Tuesday, February 19, 2013

FUSE



TITLE: FUSE
AUTHOR: JULIANNA BAGGOTT
Pages: 554
Date: 19/02/2013
Grade: 4.5
Details: no. 2 Pure
            Received from Headline Publishing
            Through Nudge
Own / ARC

In this, the second book in the Pure trilogy, we meet our protagonists where we left them at the end of the book one. Pressia is with Bradwell for whom she is developing feelings she doesn’t recognise or trust and trying to come to terms with the fact that she’s recently found and lost her mother, discovered that her father may still be alive and the existence of her half-brother, Partridge who is a Pure, from the Dome and the son of Willux, the man who caused the destruction of the world.

Partridge is still living outside the Dome and glad to be spending time close to Lyda, the Pure girl he loves. He is also devastated following the brutal death of his mother and brother; deaths ordered by his father. But his mother left him with something; three vials containing the first step in a cure for the damage done by the detonations. If they can find the next two steps it might be possible to undo the devastation his father has caused, but their chances seem slim.

Partridge’s father wants his son back and is not beyond keeping all of the people outside the Dome hostage to achieve his goal. Willux has plans for his son and nothing or nobody is going to stop him from achieving them. Faced with a possible massacre among the Wretches he has come to recognise as different but very worthy humans, Partridge has no choice but to submit to his father’s demands. He has to go back inside and hope that he will be able to fight the battle against his father’s evil plans from there.

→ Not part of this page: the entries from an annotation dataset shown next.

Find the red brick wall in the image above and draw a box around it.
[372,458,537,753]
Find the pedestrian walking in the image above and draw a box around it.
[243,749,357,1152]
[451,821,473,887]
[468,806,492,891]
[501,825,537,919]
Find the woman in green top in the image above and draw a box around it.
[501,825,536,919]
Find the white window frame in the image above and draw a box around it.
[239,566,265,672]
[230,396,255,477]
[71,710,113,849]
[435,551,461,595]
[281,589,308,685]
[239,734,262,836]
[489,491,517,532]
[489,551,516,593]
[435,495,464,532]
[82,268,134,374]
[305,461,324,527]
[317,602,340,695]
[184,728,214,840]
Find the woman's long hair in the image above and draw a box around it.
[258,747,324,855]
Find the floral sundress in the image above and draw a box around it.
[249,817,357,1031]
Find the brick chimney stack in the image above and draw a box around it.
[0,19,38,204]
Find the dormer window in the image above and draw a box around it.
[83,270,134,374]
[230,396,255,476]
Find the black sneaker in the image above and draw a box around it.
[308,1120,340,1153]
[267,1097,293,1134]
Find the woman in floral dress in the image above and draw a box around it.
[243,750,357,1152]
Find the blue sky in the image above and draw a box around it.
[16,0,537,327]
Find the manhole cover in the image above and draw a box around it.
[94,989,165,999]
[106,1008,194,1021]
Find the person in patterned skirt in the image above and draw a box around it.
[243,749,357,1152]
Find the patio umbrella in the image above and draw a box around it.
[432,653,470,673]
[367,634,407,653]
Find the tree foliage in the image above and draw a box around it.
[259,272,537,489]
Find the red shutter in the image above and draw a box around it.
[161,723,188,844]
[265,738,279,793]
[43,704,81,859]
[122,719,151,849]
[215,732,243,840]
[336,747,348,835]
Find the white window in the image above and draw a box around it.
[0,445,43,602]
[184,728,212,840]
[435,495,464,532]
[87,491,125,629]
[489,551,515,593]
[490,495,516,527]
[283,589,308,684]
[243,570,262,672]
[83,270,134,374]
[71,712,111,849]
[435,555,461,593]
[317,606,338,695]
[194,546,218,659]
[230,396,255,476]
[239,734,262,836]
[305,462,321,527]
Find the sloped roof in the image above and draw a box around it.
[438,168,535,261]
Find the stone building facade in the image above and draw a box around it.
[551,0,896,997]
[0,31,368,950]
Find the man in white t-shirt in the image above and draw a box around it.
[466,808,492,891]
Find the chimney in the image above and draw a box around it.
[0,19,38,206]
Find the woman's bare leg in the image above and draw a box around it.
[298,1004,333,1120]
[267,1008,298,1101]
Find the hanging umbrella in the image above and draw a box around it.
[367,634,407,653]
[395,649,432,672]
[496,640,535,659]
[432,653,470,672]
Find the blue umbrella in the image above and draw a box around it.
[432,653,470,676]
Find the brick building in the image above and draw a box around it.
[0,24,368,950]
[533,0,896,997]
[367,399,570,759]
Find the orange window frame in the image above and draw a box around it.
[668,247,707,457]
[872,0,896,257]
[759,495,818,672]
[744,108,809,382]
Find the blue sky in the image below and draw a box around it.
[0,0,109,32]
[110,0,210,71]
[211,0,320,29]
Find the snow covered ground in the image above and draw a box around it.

Meanwhile Pressia, Bradwell, El Capitan and his brother Helmud leave on a seemingly impossible quest to find the ingredients and formula needed to create the cure. Piecing together clues left behind a long time ago they have to travel far into unknown and dangerous territories with no guarantees that they will achieve their goal or survive.

With the odds stacked against them in a volatile and dangerous world this small group of people is all the hope of survival the world has. And in the middle of violence, loss and danger these youngsters also have to come to terms with new and confusing feelings; emotions that appear to be as likely to hurt them as bring them to happiness.

Allow me to start with a warning before I get to my thoughts on this book. Do yourself a favour; (re)read “Pure” and re-acquaint yourself with the story and the characters before starting this book. It took me quite a while to get everything and everybody back in perspective. But by the time I realised that I should have gone back to the first book before starting “Fuse” I was so far into the book that putting it aside was impossible.

Because that is the sort of story this is; it grabs you by the throat and doesn’t let go. The way in which this devastated world is described is vivid and all the more heart-breaking for it. It is almost too easy to picture the poor people who were outside the Dome when the detonations came and are now fused to whatever was closed to them at the time; a dolls head where her hand should be for Pressia; birds on Bradwell’s back; Helmud attached to his, brother El Capitan; and all the Mothers with their children permanently fused to their bodies. The destructed landscape, filled with danger and newly formed creatures is just as easy to picture, and this only gets easier when the author introduces recognisable landmarks. Julianne Baggott did a heartbreakingly thorough job of building this world and its inhabitants.

The characters in this book aren’t especially easy to like but given the circumstances that makes perfect sense. In this world the only way to survive is by looking after number one and being suspicious of everything and everyone. Sentimentality is a luxury people living outside the Dome can’t afford and people inside the Dome have given up on a long time ago. But as you get to know Pressia, Partridge, Bradwell and the others better you realise that what at first appeared to be brutal and harsh attitudes are in fact necessary characteristics if they want to have a chance at surviving and succeeding. And in the midst of all this darkness there is room for occasional light and love:

“Now I feel like we weren’t made for each other. We’re making each other – into the people we should become.” (Bradwell to Pressia)

Because ultimately these are just fragile human beings doing the best they can in an impossible situation.

I liked the way in which the author took her time while developing the characters and the story. A picture is built with great attention to detail, using beautiful and vivid words and images. This allows the reader to come to a real understanding of this world and the people that inhabit it. I also appreciate that this book doesn’t end on a massive cliff-hanger. While it is clear that the story is far from over when Fuse ends, things are left at a relatively peaceful place. And since it is going to be hard enough waiting for the third and final book to come out, I can only be grateful that the author didn’t make it any harder than it had to be.

This is a very well written dystopian novel, made all the more brilliant by the fact that the devastation, its cause and its aftermath are all to easy to believe and imagine. The reader should be prepared to be fascinated and horrified in equal measure.